S5 pupil Ryan said: “I was surprised at how quickly the CPR procedure training kicked in.

“I put the man in the recovery position and assessed his breathing. It all happened so fast, we didn’t really have time to think about it, we just reacted.

“One minute we were on our way back from football and chatting and the next we saw this guy lying on the floor at a bus stop, not moving. He was in a bad way, slumped over and coughing and he looked almost unconscious.”

As the emergency services stayed on the line with Ryan giving them regular updates on the patient’s breathing, his friend was doing his bit to keep the man warm and give him reassurance that specialist help was on its way.

An ambulance arrived just minutes later and the crew praised the boys for their swift action in helping save the man’s life.

Ryan, who hopes to follow a career in sports science when he leaves school, added: “I was nervous at the time as I didn’t know how seriously ill the man was. When I got home and told my mum what had happened, she was shocked – she was really proud though.

“A week before I wouldn’t have had a clue what to do to help the guy. It’s strange how it all panned out.

“That’s the only time I’ve ever had to use my CPR training.

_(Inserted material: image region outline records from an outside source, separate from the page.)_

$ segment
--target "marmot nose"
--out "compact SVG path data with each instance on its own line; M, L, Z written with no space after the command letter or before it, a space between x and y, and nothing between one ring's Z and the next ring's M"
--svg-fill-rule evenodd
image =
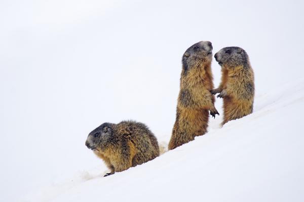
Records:
M217 55L217 54L215 54L215 55L214 55L214 58L215 58L215 60L216 61L217 61L217 57L218 57L218 55Z

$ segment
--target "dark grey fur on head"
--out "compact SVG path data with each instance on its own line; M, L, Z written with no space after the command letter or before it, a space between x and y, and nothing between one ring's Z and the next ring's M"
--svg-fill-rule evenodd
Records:
M109 145L109 143L115 142L113 126L113 124L104 123L95 128L89 134L86 145L88 148L95 150L97 148L106 148Z
M224 47L214 55L214 58L219 65L225 65L228 68L240 65L246 68L249 64L249 58L247 53L239 47Z
M200 41L188 48L181 60L184 73L186 74L190 68L200 61L207 59L212 60L212 48L211 42L208 41Z

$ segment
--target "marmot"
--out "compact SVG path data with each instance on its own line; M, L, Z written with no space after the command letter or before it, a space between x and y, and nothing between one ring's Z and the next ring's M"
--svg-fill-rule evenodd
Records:
M103 160L110 173L121 172L160 155L157 139L144 124L132 121L104 123L88 136L86 145Z
M252 113L254 78L248 56L242 48L226 47L214 58L221 66L222 77L218 88L211 92L219 93L217 97L223 98L222 125Z
M210 41L194 44L182 56L180 89L169 150L204 134L209 111L214 117L215 114L219 115L214 107L214 96L210 91L214 87L212 60L212 45Z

I’m glad to have had it although I never for a minute thought I’d be putting it to use as soon as that.”

He added: “I’m not carried away with it though, that’s what my training was for after all.”

The pair’s heroic actions have drawn praise from seasoned paramedics who
applauded their “quick thinking” and coolness under 
pressure.

John Alexander, the head of service for Midlothian, Scottish Ambulance Service, said: “Ryan and Sean did exactly the right thing and showed real presence of mind to put their first aid training into practice.

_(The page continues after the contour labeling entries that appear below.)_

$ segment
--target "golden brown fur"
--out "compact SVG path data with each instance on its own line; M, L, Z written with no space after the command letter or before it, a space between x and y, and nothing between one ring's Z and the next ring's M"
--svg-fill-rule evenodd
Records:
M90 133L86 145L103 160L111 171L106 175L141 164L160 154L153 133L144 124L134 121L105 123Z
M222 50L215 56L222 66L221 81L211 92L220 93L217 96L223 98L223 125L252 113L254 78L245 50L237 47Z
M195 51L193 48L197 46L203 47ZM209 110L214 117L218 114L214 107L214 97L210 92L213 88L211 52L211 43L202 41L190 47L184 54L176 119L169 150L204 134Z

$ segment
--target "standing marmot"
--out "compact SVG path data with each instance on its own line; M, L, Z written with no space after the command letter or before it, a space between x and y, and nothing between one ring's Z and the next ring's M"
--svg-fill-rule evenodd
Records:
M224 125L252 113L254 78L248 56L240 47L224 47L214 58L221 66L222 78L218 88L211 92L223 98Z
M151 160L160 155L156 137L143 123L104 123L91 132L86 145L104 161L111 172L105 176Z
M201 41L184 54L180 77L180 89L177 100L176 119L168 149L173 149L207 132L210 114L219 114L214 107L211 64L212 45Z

“Our 999 call takers give ongoing medical advice to callers so that they can provide early help for the patient while the ambulance is on the way.”

Ryan recently completed his National Pool Lifeguard Qualification. He was funded on the course by Newbattle 
Community Sports Hub and now works as a volunteer lifeguard at Top Up swimming lessons held every Sunday at Newbattle High School.

He also recently landed a part-time role as a lifeguard at Mayfield Leisure Centre.

Councillor Derek Rosie, Midlothian cabinet member for sport and leisure, praised the pair following last October’s drama.

He said: “Ryan and Sean are real heroes. I’m delighted the lifeguard course has been put to such good use already. Well done.”

Last December, the News revealed how former SPL star David Bingham helped save the life of a coach who collapsed with a heart attack during a training session.

Players watched in horror as Stevie Adamson keeled over while putting Lowland League side Preston Athletic through their paces.